Quem me conhece sabe que sou eclético suficiente para ouvir músicas de todos os tipos. E isso quer dizer músicas coreanas, japonesas, chinesas, russas, árabes, israelenses, entre tantas outras e, quando falo dessas músicas, falo de suas culturas. Sou encantado pela natureza cultural desses países dos quais me alimento da música, estética e tradição. Do Japão, por exemplo, ouvir a mestra do canto “Shigin”, Suzuhana, é de arrepiar; da China basta ouvir um instrumento como o guzheng para ser levado imediatamente ao cerne da cultura do país. Até mesmo as músicas Roma, dos ciganos do leste europeu, como a música “Mori Shej”, são tão cheias de vida e histórias que não poderia deixar de me emocionar. Bullerias Espanholas, chacareras Argentinas e tantas outras formas de música trazem harmonias tão diferentes que é difícil entender como uma mesma humanidade pode se expressar de tantas formas. E é aí que está o ponto: expressão.

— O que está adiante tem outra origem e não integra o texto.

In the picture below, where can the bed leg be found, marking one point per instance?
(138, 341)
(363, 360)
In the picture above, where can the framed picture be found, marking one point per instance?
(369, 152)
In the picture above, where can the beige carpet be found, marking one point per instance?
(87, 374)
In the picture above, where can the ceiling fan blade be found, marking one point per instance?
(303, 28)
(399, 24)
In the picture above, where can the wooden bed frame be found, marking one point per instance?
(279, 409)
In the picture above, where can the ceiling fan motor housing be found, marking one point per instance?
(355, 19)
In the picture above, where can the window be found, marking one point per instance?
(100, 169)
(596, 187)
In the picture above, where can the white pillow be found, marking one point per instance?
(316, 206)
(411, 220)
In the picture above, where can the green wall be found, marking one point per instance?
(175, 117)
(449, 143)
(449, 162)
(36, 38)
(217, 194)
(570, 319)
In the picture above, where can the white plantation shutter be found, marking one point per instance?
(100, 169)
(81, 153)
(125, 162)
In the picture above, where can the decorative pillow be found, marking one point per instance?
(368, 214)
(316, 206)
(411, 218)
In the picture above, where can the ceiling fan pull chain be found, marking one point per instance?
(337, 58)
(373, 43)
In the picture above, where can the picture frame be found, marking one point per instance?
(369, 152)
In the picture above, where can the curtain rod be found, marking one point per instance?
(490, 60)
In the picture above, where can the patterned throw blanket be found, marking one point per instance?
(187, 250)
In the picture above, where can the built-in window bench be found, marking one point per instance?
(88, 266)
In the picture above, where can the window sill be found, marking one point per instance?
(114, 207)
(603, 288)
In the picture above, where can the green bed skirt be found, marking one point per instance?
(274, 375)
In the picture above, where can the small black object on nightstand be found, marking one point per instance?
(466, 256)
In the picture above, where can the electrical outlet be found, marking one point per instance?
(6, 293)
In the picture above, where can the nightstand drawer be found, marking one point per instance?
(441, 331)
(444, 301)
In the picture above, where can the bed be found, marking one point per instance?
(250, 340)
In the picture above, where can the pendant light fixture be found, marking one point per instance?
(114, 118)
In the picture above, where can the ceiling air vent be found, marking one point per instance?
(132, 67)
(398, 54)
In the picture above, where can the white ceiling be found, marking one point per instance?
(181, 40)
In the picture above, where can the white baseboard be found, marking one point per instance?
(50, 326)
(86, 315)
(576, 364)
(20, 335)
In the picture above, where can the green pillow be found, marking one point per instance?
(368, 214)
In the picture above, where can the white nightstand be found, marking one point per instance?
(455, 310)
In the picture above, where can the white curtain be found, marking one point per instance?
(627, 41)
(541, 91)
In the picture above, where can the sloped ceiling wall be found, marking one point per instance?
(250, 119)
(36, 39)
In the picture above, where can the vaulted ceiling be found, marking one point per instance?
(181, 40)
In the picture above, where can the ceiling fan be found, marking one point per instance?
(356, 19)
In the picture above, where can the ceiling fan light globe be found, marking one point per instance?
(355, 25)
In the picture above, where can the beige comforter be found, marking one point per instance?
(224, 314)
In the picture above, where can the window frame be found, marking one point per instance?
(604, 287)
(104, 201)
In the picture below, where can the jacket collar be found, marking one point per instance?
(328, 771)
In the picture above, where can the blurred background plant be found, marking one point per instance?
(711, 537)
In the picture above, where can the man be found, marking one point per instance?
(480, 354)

A natureza é caprichosa e sábia e cria diversas versões de um mesmo ser para vê-lo se expressar das mais variadas formas. Somos tão plurais, tão individualmente complementares, que pensar que devíamos nos manter presos a pequenos quadrados inflexíveis seria uma verdadeira atrocidade para com a própria natureza. Tantas possibilidades, tantas opções, tantos caminhos. Tudo nos dado gratuitamente pela vida, bastando apenas uma decisão.

Expressões como a música, a dança, as artes plásticas e tantas outras formas culturais tão diferentes e, ainda assim, universais, mostram-nos que o ser humano é um ser em eterna formação, mutação e aperfeiçoamento. Estamos longe de estarmos definidos e, provavelmente, nunca estaremos. Afinal, somos filhos da natureza e essa já provou que está sempre criando novas formas, experimentando tons, cores e sabores; pois a única forma de se buscar a perfeição é através de experimentos. Tentativa e falha, ainda que esta última tenha mais sentido de aprendizado do que um erro propriamente dito.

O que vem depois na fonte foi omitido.